Proposal: Today the Administration requested an enhanced rescission authority – a variant on the line-item veto. The proposal (“Reduce Unnecessary Spending Act of 2010”) would:

  • Give the President 45 days to invoke rescission authority and send proposed spending cuts to the Congress who would then,
  • Accept or reject the cuts in their entirety – without amendment – via an up-or-down vote within 25 days.

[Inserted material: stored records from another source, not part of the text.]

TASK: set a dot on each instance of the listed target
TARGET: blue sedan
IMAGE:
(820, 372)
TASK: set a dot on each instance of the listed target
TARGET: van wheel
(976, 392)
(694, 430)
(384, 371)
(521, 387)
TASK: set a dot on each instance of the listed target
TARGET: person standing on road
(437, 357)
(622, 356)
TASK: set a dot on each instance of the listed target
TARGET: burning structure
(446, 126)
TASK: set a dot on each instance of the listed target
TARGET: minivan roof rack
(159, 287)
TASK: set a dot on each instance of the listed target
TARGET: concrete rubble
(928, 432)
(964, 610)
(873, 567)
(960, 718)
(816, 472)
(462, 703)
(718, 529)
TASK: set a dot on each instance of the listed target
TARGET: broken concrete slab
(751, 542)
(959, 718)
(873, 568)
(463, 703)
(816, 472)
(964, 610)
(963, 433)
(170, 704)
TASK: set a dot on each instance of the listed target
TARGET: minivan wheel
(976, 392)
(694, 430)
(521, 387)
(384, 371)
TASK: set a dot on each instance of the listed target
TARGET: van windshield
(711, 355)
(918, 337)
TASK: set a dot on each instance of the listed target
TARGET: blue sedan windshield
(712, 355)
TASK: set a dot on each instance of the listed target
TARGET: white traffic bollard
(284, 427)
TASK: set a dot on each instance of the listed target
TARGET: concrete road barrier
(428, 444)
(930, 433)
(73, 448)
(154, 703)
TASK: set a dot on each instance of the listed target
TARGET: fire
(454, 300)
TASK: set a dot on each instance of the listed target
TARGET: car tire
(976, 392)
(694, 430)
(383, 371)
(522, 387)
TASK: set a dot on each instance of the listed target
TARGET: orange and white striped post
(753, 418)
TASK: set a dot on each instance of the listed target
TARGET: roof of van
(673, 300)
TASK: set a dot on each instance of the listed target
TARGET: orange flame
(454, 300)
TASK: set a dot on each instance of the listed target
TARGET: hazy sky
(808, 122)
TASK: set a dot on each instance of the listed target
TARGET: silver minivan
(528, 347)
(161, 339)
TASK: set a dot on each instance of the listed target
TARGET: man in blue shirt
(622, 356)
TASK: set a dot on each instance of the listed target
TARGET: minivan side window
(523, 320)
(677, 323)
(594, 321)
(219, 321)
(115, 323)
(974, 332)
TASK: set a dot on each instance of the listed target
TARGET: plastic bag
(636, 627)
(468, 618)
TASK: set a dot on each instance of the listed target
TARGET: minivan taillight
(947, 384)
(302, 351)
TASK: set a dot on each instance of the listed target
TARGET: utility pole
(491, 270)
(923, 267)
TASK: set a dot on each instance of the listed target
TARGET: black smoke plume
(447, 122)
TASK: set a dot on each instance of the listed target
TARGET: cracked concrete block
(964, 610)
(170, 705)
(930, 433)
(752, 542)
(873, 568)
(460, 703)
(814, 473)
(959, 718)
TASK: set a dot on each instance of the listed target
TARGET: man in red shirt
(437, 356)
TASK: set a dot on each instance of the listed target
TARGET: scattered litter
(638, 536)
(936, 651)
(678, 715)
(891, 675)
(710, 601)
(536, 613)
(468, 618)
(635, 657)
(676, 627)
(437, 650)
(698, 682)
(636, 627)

Policy Analysis – From a policy perspective:

  • The good:
    • It is potentially bi-partisan; line-item veto-style requests have come from both sides of the political aisle
    • 43 Governors have a line-item veto.
  • The bad:
    • The proposal excludes entitlement spending. This is a mistake. To continue preferential treatment of the largest spending problem is to continue to drive off the fiscal cliff.
  • The indifferent:
    • Research literature shows that this is NOT a silver bullet – at best it shapes spending, but does not reduce it.

Political Analysis: Hard to swallow.

  • President Obama himself voted against this authority as a Senator in 2007.
  • Some have suggested that the Administration is just trying to distract from its fiscal record:
    • The tax “extenders” bill and war supplemental are approaching floor action. Each has become a bloated Christmas tree.
    • Both contain faux “emergencies” that bypass PAYGO rules and belie any claim of fiscal discipline.
    • The poster child of budget hypocrisy is the tax extenders bill, which would create nearly $200 billion in additional deficits, but would actually reduce the official PAYGO deficit.

The bottom line: The Administration’s proposal is not a serious step toward addressing the spending problem. Real leadership would be a proposal to actually reduce spending, lower the deficit, and stop adding to the mountain of debt.